The Antisocial Antics of PLAYING WITH FIRE

Starring John Cena, Keegan-Michael Key, John Leguizamo, Tyler Mane, Brianna Hildebrand, Christian Convery, Finley Rose, Judy Greer, Dennis Haysbert. Directed by Andy Fickman. (95 min)

Review by Stinky the Destroyer😾

The bloopers are the funniest part of Playing with Fire. Whoever assembled this disc must’ve known it, too, because the same gag reel is featured twice, first during the end credits, then as one of the bonus supplements. Other featurettes show the cast clearly having a great time.

However, the movie itself is painfully unfunny. From the opening scene – so over-the-top that I first thought it was a dream sequence – Playing with Fire sinks under the weight of its own stupidity, an almost plotless parade of broad slapstick, obnoxious caricatures and heavy-handed sentimentality.

The film squanders the comic talents of John Cena, John Leguizamo and Keegan-Michael Key, all of whom are simply dumbfounded straight-men to three troublemaking kids. None of the children are remotely likable and the entire premise rests on the conceit that their “mischief” is funny, when actually their behavior borders on antisocial. Despite the fact their lives were just saved, teenager Bryann is full of nothing but eye-rolling sarcasm and steals a couple of vehicles (destroying both), younger brother Will gleefully causes massive amounts of property damage and screeching toddler Zoey predictably poops her pants, leading to an interminable scene where Cena is forced to change her (in full protective gear, of course).

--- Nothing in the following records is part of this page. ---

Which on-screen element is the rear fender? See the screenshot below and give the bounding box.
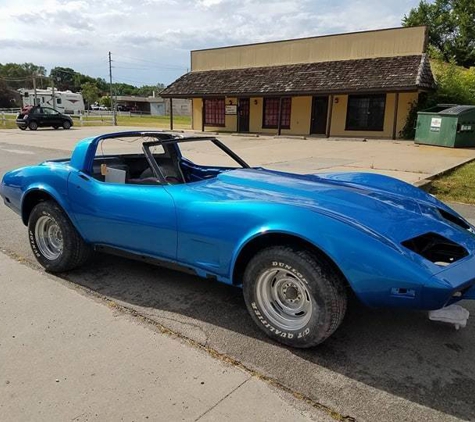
[21,184,78,229]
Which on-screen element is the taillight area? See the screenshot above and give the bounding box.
[402,232,468,266]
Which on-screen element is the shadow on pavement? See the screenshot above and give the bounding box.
[62,253,475,421]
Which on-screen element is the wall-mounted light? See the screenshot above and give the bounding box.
[254,99,258,105]
[334,97,339,104]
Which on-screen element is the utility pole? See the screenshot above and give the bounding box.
[32,73,37,106]
[109,51,117,125]
[52,79,56,110]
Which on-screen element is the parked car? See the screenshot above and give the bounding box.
[1,131,474,348]
[16,105,73,131]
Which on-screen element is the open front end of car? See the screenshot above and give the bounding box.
[399,210,475,310]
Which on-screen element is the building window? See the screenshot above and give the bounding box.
[346,94,386,131]
[262,98,291,129]
[204,98,225,126]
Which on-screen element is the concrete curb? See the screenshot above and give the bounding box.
[413,156,475,188]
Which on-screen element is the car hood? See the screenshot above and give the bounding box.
[200,169,473,244]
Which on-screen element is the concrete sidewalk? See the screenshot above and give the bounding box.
[0,252,330,422]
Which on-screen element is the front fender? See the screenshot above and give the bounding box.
[229,204,434,309]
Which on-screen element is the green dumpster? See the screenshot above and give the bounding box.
[415,104,475,147]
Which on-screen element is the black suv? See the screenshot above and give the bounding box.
[16,106,73,131]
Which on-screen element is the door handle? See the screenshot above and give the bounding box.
[79,174,90,181]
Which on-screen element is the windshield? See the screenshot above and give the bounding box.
[143,137,249,185]
[177,139,248,168]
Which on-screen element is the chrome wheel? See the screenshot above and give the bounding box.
[255,268,313,331]
[34,215,63,260]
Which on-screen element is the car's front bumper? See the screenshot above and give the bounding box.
[423,254,475,309]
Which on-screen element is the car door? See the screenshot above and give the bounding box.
[30,107,44,126]
[42,107,61,126]
[35,107,49,127]
[67,171,177,259]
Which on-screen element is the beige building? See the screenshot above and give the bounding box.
[161,26,435,138]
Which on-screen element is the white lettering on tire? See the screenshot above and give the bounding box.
[251,301,312,339]
[271,261,308,284]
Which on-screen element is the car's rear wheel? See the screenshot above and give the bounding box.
[243,246,347,348]
[62,120,71,130]
[28,121,38,131]
[28,200,91,272]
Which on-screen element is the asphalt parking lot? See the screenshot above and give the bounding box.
[1,127,475,421]
[2,125,475,184]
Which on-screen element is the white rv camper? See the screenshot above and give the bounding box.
[19,88,85,114]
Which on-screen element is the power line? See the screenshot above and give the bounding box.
[114,66,186,73]
[113,53,187,70]
[0,76,33,82]
[113,76,161,85]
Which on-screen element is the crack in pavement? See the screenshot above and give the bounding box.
[193,378,251,421]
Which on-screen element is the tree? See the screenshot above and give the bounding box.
[50,67,77,91]
[112,82,138,96]
[0,80,17,108]
[99,95,111,108]
[135,83,165,97]
[403,0,475,68]
[0,62,47,89]
[81,82,100,107]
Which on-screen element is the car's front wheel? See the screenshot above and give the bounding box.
[62,120,71,130]
[243,246,347,348]
[28,121,38,131]
[28,200,91,272]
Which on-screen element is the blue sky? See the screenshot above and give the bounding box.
[0,0,422,87]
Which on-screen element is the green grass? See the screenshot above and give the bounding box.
[427,160,475,204]
[0,120,18,129]
[79,115,191,129]
[1,115,192,130]
[118,115,191,129]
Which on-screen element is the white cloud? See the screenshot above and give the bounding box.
[0,0,422,85]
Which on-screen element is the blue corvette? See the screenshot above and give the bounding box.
[1,131,475,347]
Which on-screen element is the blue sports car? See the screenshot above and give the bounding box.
[1,131,475,347]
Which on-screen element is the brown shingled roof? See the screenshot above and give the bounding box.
[161,55,435,98]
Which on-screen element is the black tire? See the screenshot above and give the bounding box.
[53,125,59,130]
[28,121,38,131]
[62,120,71,130]
[28,200,91,272]
[243,246,347,348]
[19,126,27,131]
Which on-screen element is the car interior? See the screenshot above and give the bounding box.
[89,137,246,186]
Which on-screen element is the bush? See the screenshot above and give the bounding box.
[400,60,475,139]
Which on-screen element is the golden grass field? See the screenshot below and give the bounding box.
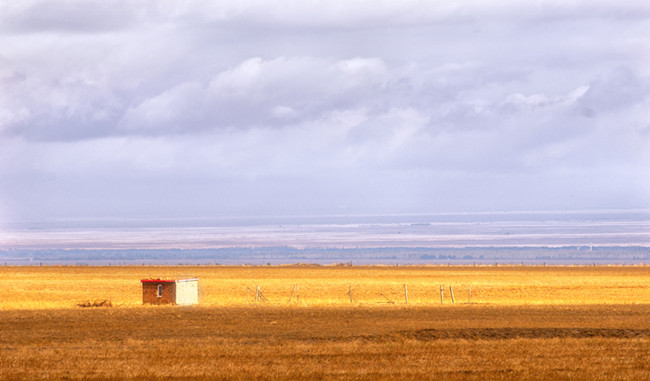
[1,265,649,380]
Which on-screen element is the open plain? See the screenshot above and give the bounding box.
[1,265,649,380]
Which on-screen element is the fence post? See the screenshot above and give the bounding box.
[404,284,408,304]
[440,285,444,304]
[289,284,296,303]
[450,285,455,304]
[468,284,472,303]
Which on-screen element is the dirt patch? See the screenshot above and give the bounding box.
[403,327,650,340]
[76,300,112,308]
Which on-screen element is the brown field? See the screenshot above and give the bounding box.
[1,265,649,380]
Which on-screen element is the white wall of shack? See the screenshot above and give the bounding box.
[175,280,198,305]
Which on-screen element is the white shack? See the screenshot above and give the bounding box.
[141,278,199,305]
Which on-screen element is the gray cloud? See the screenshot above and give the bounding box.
[0,1,139,34]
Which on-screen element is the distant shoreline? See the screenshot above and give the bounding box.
[2,245,648,266]
[2,210,648,265]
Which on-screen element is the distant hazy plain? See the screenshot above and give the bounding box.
[2,210,649,250]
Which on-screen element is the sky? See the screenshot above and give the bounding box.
[1,0,649,224]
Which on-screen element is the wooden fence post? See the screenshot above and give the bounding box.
[404,284,408,304]
[440,285,444,304]
[468,284,472,303]
[347,286,353,304]
[255,286,269,303]
[289,284,297,303]
[450,285,455,304]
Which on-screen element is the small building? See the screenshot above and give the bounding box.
[141,278,199,305]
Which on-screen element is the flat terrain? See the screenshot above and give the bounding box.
[1,266,649,380]
[2,265,649,308]
[4,212,649,250]
[1,305,649,380]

A characteristically low-key moment in Playing with Fire.
The actions of these little urchins would have Mike & Carol Brady considering infanticide. Instead, the story takes a sudden saccharine turn once the fate of their parents is revealed. All is forgiven and forgotten as Jake (Cena) and his crew instantly become loving, protective guardians, spoiling the hell out of them with a birthday celebration that would humble Veruca Salt. As irritating as the first half is, the second is almost unbearably sappy and the expectation that the audience will feel the same warm fuzzies is almost insulting.

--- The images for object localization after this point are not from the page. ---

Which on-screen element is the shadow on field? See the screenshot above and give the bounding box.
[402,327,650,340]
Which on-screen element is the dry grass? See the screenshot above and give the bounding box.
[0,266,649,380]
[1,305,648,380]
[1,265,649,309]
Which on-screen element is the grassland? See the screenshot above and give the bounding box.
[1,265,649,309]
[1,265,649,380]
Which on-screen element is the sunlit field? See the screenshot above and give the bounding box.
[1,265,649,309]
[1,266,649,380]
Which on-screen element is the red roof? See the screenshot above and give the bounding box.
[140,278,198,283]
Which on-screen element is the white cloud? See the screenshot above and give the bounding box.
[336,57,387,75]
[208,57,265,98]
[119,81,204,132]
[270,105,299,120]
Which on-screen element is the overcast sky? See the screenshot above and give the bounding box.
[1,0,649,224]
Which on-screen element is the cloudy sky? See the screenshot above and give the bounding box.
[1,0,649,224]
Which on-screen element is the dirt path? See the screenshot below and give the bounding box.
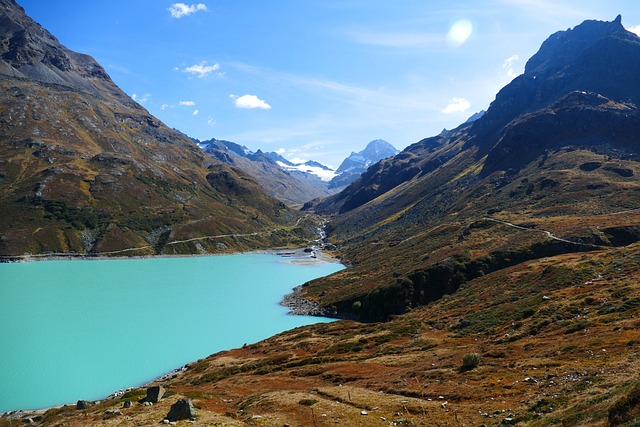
[483,217,599,247]
[2,227,289,260]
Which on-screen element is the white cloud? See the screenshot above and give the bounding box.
[192,109,199,116]
[628,24,640,36]
[502,54,520,78]
[207,117,216,126]
[230,94,272,110]
[161,103,170,110]
[168,3,207,19]
[442,97,471,114]
[131,93,151,104]
[289,157,307,164]
[179,100,196,106]
[184,62,220,78]
[275,148,286,155]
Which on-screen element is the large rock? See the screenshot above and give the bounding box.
[165,398,196,422]
[144,385,165,403]
[76,400,93,410]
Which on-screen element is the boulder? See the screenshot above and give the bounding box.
[123,400,132,408]
[76,400,93,410]
[144,385,165,403]
[165,398,196,422]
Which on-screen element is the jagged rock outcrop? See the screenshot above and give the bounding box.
[76,400,94,410]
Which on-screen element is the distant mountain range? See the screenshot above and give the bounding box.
[195,137,399,206]
[329,139,399,189]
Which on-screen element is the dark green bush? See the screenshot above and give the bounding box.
[460,352,481,372]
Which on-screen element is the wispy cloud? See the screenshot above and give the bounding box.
[192,109,199,116]
[497,0,595,25]
[502,54,520,78]
[179,100,196,106]
[442,97,471,114]
[131,93,151,104]
[183,62,220,78]
[628,24,640,36]
[230,94,272,110]
[168,3,207,19]
[343,29,443,48]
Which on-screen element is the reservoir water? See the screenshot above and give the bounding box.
[0,253,343,412]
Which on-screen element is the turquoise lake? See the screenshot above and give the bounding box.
[0,253,343,412]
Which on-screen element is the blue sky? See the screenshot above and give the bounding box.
[18,1,640,168]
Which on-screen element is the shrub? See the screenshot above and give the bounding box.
[460,352,481,372]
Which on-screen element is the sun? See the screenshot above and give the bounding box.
[446,19,473,47]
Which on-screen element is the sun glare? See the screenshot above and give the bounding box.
[446,19,473,47]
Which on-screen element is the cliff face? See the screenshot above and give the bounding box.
[0,0,303,257]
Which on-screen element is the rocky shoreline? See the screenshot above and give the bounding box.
[280,285,328,316]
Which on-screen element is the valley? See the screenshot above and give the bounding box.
[1,1,639,425]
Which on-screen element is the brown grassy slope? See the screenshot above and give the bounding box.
[8,242,638,426]
[0,78,310,257]
[302,138,640,321]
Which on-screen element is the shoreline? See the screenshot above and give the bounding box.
[0,246,343,265]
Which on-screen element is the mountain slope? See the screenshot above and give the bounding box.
[0,0,307,257]
[306,16,640,321]
[198,138,336,207]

Undiscriminating children might enjoy it once or twice. Everyone else will find Playing with Fire an excruciating endurance test, making Problem Child look like Matilda. A complete waste of a fine cast, it’s bewildering that anyone involved thought this was a worthwhile use of their talent. The whole film is pandering, cynically assembled and almost completely laugh-free.

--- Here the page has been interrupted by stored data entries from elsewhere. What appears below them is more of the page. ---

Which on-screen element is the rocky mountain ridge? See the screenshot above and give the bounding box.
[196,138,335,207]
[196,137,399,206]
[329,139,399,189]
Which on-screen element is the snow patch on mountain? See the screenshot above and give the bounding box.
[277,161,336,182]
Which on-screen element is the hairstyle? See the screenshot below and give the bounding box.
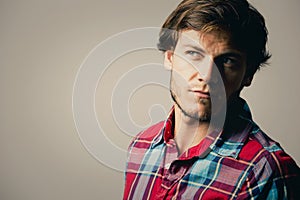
[157,0,271,77]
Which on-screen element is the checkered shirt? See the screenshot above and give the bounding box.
[123,98,300,199]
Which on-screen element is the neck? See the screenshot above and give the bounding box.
[173,105,210,155]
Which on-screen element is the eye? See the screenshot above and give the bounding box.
[186,50,200,56]
[185,50,204,60]
[222,57,237,67]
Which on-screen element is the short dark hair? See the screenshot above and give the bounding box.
[157,0,271,77]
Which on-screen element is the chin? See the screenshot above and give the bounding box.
[181,105,211,121]
[171,90,212,121]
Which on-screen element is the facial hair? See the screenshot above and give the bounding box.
[170,89,211,122]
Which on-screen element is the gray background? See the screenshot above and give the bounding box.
[1,0,299,199]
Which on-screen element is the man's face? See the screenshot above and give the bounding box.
[165,30,249,121]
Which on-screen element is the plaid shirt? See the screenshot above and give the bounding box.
[123,98,300,199]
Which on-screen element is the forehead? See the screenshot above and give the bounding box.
[176,29,243,55]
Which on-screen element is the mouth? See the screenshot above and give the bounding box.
[190,89,210,99]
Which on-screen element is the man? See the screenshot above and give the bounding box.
[123,0,300,199]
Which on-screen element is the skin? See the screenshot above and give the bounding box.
[164,30,252,155]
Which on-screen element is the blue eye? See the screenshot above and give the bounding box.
[186,51,199,56]
[185,51,204,60]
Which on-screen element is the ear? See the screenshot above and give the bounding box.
[242,75,253,87]
[164,50,173,70]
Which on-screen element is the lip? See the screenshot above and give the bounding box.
[190,89,210,98]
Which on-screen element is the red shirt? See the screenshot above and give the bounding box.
[124,99,300,199]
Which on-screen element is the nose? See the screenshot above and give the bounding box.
[197,56,216,83]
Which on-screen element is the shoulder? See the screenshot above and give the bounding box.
[235,98,299,174]
[239,124,300,198]
[131,120,165,143]
[125,121,166,174]
[135,121,165,140]
[127,121,165,150]
[240,123,299,174]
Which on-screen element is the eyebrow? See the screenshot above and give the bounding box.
[216,51,245,59]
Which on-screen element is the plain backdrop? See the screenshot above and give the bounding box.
[1,0,299,199]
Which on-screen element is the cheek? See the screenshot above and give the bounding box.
[172,55,196,76]
[171,71,188,93]
[222,70,245,95]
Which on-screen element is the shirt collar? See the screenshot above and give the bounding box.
[152,98,254,159]
[151,107,175,148]
[210,97,253,158]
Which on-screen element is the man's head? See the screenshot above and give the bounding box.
[158,0,271,121]
[158,0,271,80]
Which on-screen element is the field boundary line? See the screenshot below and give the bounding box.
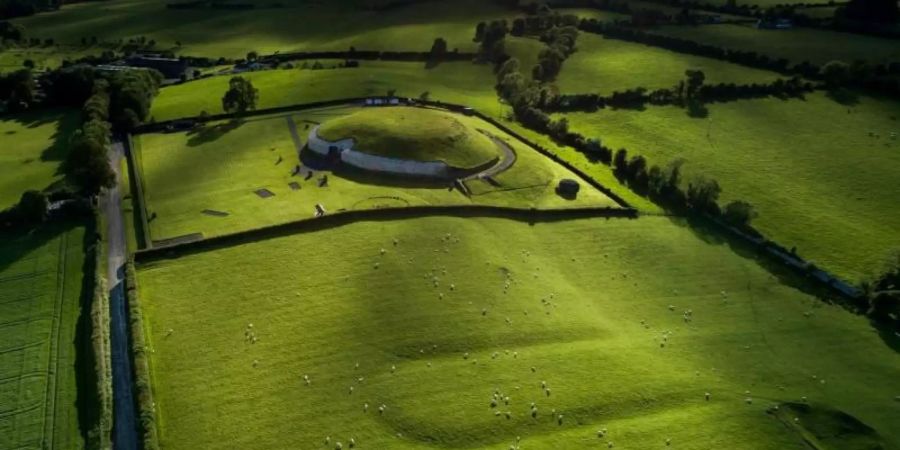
[134,205,637,262]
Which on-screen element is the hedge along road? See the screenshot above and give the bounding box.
[105,140,138,450]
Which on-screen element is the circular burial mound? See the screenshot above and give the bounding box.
[317,107,499,169]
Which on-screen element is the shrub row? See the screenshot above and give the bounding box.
[549,77,816,112]
[125,260,160,450]
[88,208,113,450]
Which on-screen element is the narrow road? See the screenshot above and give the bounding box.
[105,141,138,450]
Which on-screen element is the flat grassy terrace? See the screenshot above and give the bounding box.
[0,223,95,449]
[648,24,900,66]
[134,107,618,242]
[557,32,782,94]
[0,109,80,210]
[136,215,900,449]
[559,92,900,283]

FEATURETTES - “Lighting Up the Laughs” (behind the scenes); “The Director’s Diaries: Read by the Star Cast (title tells all); “The Real Smokejumpers: This is Their Story” (interesting but ironic, considering how little smokejumping is actually featured in the film); “What it Means to be Family”; “Storytime with John Cena.”
BLOOPERS – Same as those in the end credits.